# Week 4 Discussion: MLE and method of moments

*Originally by Jongbin Jung, Camelia Simoiu, Jerry Lin.*
*Minor edits from Alex Chohlas-Wood*

![that-moment-when](img/that_moment_when.jpg)\
*(cue bad "moment" pun groans)*

In [0]:
set.seed(125)
knitr::opts_chunk$set(echo = TRUE)
options(repr.plot.width=4, repr.plot.height=3)
library("dplyr")
library('ggplot2')
theme_set(theme_bw())
comma <- function(n) {
  format(n, big.mark = ",")
}
theta <- 20
n <- 5
example_times <- round(runif(n, 0, theta));

## Introduction

### Let's imagine...

... during a long vacation to some foreign country, you’ve been taking the same bus every morning. 

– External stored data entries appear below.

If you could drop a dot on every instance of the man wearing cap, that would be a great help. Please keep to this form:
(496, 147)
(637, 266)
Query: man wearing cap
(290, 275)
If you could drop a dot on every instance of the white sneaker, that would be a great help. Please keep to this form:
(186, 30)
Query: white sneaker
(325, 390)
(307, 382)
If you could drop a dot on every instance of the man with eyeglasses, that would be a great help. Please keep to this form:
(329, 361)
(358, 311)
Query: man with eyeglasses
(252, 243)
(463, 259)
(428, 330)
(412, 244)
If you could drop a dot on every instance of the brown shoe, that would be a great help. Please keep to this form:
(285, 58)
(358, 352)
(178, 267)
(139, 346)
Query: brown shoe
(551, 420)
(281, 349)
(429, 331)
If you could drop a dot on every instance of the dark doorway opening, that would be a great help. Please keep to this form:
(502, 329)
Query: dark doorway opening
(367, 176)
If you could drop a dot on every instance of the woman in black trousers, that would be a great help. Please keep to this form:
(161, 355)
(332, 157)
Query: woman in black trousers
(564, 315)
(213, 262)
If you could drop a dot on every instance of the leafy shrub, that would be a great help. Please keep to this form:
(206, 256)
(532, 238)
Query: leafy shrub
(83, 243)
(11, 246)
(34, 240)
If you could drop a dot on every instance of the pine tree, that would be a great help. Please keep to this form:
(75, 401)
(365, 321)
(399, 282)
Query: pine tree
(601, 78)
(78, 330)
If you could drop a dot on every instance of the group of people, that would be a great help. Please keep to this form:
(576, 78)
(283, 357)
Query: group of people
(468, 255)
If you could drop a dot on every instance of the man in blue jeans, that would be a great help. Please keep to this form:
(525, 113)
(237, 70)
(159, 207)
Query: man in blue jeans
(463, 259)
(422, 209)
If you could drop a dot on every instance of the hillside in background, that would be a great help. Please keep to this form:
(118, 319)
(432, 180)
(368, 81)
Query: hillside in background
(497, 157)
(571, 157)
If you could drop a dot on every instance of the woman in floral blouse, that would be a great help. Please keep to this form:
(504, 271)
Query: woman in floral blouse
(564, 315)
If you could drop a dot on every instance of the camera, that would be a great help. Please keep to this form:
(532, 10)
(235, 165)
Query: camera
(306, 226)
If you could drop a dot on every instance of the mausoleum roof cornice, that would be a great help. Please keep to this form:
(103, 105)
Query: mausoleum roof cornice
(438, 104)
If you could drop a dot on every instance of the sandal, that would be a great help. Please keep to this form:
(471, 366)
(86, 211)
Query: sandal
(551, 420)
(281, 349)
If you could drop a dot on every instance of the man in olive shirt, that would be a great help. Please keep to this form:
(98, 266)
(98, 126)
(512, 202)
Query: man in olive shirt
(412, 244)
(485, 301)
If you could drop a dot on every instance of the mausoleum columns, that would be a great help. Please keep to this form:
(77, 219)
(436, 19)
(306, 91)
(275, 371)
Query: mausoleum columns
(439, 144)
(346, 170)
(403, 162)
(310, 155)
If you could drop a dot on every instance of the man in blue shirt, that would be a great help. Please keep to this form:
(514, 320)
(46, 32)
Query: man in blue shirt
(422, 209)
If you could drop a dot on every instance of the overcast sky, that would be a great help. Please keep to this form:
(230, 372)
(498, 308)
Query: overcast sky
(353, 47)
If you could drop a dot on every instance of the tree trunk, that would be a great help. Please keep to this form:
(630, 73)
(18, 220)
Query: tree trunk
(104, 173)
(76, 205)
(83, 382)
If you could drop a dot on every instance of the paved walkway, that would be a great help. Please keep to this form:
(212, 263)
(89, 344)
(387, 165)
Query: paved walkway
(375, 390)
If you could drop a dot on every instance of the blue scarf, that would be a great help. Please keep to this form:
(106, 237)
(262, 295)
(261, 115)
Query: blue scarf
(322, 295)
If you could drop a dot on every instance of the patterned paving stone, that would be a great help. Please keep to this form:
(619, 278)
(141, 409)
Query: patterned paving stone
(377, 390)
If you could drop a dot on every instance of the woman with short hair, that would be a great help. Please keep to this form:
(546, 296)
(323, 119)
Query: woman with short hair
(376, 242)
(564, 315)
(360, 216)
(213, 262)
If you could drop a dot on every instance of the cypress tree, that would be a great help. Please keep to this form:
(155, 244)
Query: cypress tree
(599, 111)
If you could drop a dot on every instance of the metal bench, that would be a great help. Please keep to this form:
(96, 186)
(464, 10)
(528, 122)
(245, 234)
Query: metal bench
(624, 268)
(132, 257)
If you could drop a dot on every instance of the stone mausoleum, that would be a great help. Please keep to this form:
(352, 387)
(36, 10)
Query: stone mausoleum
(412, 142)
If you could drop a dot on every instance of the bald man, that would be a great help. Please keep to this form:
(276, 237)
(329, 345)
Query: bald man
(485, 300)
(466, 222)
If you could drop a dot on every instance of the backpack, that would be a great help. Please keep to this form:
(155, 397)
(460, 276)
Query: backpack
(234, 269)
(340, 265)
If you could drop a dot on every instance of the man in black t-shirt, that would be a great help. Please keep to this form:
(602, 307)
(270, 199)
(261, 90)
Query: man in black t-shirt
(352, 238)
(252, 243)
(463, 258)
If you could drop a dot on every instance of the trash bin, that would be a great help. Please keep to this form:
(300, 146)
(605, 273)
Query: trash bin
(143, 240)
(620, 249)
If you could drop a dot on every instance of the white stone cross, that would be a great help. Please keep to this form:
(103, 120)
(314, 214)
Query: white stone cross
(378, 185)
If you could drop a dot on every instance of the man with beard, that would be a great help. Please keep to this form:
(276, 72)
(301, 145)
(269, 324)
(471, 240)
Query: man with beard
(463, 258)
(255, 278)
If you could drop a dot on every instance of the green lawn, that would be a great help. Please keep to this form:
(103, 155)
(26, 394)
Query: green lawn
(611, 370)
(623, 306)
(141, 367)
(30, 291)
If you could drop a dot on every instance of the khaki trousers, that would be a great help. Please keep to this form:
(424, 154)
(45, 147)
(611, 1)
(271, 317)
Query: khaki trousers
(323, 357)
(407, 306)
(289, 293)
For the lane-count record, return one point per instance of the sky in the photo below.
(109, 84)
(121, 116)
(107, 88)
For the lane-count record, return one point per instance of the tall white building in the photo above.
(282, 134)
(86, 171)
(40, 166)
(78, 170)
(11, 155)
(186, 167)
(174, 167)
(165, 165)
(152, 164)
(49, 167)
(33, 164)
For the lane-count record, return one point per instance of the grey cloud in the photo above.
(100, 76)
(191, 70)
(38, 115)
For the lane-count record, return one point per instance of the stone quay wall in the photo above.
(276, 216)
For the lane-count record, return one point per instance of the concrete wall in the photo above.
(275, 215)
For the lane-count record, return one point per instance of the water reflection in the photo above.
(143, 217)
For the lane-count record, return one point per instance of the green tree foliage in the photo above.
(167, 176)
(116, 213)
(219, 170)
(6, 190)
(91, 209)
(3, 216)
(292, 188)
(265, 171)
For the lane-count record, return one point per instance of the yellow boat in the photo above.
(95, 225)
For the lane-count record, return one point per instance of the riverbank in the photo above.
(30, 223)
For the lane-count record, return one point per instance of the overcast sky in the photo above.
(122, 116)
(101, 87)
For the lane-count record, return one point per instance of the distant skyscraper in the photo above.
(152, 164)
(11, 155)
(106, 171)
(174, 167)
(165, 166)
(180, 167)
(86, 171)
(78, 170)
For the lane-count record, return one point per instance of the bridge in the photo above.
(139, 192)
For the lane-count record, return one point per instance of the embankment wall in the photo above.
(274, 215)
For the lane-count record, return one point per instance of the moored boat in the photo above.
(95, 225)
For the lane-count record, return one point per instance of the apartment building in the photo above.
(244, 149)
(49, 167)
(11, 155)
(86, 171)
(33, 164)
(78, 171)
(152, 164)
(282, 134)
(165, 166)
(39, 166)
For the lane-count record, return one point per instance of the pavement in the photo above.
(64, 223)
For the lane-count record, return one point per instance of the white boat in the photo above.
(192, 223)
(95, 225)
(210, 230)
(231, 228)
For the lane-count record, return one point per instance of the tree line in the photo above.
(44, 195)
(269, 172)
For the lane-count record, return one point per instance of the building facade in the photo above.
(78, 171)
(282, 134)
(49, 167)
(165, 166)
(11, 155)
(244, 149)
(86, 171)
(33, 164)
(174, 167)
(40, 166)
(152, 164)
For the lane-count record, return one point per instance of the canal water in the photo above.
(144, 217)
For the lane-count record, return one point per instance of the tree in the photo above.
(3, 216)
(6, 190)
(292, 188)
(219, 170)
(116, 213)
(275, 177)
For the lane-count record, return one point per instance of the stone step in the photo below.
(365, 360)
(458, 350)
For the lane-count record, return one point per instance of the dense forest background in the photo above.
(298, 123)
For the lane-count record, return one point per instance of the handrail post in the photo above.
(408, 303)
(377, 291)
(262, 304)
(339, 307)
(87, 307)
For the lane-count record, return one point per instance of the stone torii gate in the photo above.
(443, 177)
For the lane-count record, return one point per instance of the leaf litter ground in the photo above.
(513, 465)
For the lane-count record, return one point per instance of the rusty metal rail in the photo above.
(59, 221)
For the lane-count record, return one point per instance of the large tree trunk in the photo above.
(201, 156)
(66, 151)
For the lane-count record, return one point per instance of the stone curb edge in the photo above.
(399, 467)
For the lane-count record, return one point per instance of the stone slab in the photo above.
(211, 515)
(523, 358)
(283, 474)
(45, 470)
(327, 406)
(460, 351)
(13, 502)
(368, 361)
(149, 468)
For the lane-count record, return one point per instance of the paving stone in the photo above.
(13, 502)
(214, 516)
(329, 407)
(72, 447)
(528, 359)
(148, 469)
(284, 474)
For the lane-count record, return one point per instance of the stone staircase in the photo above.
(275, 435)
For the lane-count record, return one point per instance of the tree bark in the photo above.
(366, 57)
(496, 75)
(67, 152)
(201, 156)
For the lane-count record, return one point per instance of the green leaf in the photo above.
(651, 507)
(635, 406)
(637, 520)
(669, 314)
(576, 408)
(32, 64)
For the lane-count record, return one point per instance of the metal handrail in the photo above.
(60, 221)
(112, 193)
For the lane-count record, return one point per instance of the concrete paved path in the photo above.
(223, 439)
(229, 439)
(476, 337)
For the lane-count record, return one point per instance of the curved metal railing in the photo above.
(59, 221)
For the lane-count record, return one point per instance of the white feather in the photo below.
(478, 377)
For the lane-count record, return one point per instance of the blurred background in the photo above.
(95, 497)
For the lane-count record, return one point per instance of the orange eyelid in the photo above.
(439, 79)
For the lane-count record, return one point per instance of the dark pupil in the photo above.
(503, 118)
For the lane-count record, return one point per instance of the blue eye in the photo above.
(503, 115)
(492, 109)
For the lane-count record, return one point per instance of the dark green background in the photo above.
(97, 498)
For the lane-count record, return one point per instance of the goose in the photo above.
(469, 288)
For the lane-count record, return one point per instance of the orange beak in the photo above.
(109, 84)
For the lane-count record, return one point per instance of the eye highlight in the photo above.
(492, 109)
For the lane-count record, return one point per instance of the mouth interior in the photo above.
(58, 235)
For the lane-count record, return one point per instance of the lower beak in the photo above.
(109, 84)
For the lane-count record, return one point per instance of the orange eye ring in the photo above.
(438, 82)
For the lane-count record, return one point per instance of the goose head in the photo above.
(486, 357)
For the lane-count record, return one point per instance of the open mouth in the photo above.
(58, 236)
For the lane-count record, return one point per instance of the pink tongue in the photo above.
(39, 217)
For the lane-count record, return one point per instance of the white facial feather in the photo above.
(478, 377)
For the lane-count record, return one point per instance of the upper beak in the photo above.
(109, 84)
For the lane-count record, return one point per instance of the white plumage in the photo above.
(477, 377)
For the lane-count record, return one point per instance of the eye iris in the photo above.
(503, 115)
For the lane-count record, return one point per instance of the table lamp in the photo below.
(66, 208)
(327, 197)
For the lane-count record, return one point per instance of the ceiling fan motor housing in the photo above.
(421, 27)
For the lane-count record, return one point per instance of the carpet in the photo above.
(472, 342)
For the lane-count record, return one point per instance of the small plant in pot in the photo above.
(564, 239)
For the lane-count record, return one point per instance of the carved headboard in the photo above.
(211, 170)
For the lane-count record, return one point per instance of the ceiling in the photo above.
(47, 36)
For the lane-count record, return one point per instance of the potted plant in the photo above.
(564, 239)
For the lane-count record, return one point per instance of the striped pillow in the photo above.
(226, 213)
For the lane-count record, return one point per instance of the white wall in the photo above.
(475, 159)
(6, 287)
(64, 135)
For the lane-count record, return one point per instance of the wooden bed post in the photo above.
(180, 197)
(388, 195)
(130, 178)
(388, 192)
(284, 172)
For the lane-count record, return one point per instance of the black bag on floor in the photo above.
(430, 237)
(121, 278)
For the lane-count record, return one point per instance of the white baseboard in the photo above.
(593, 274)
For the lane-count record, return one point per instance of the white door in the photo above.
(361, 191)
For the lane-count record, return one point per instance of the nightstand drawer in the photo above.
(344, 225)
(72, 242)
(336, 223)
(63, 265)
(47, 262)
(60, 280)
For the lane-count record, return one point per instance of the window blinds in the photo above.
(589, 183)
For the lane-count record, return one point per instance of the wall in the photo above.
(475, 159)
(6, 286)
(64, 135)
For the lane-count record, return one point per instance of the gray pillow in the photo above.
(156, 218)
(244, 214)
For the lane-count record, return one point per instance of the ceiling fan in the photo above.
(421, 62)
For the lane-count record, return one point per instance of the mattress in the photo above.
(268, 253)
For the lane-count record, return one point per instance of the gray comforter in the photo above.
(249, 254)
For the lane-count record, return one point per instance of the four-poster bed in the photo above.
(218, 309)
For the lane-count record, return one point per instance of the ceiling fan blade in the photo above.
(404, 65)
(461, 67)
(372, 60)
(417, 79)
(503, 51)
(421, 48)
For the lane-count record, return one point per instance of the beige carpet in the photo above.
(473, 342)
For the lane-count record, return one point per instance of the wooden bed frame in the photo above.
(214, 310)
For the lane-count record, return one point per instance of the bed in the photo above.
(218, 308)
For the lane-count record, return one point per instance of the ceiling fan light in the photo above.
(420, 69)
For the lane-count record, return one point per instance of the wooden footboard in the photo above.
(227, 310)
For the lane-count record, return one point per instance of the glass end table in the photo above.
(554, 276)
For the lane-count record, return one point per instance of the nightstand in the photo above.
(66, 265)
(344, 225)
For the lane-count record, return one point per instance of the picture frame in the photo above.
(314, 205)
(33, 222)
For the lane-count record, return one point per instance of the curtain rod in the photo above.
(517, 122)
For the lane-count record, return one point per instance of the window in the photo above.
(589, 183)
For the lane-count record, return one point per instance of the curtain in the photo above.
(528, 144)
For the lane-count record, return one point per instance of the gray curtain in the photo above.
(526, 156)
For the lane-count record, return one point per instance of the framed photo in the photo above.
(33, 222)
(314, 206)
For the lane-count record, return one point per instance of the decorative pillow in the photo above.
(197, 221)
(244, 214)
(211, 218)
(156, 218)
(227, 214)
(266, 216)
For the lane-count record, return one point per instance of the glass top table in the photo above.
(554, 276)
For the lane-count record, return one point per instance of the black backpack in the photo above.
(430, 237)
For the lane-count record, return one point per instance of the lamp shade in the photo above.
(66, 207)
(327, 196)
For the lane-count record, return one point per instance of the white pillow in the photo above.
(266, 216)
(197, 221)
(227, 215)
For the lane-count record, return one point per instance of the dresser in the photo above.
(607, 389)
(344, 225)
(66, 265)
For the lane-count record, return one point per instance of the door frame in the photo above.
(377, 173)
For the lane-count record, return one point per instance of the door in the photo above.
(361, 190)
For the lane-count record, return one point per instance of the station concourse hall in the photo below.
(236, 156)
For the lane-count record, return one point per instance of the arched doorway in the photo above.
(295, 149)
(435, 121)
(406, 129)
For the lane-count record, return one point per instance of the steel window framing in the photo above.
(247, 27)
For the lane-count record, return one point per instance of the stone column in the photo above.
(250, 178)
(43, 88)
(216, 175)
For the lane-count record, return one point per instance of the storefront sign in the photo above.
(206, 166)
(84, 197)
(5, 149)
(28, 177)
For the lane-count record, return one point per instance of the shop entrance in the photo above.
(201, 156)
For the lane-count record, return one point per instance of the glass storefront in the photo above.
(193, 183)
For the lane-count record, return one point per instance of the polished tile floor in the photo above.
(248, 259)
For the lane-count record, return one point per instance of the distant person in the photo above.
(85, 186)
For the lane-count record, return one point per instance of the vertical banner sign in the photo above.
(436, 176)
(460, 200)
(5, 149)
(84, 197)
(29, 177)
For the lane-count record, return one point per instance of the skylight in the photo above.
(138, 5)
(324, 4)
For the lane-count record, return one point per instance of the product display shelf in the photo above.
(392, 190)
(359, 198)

![that-moment-when](img/bus.jpg)

Since you’re on vacation, the “morning” has been starting at pretty random times for you, but you’ve been told that the buses in this country try to arrive in constant intervals throughout the whole day.

During your stay so far, the times you’ve waited for a bus (in minutes) have been:

    16,2,6,7,19

We wish to know the constant interval at which buses are supposed to arrive.

### A model

Let’s call this interval $\theta$.

One way to model the historically observed wait times, $X_1,X_2,\cdots,X_5$, is to treat them as independent and identially distributed draws from a Uniform(0, $\theta$) distribution. This does require, however, that you’re willing to make at least two assumptions:

1. your arrival time at bus stops in the mornings has been pretty random 
1. the bus you take does indeed arrive every $\theta$ minutes.

While not everyone might be on board with these assumptions, let’s just agree to take them as given, for the purpose of illustration.$^1$

Similar to [last week’s example](https://mybinder.org/v2/gh/stanford-policylab/mse125/HEAD?filepath=week_2%2Festimators-answers.ipynb), there are a few natural and intuitive estimators for $\theta$, given the observed data. But this week, we want to take a more principled approach in finding estimators, so that we have a few ways to construct estimators in situations where obvious/intuitive ones aren’t available. The two methods we look at are [**method of moments**](#Method-of-moments-estimator) and [**maximum likelihood estimators**](#Maximum-likelihood-estimator).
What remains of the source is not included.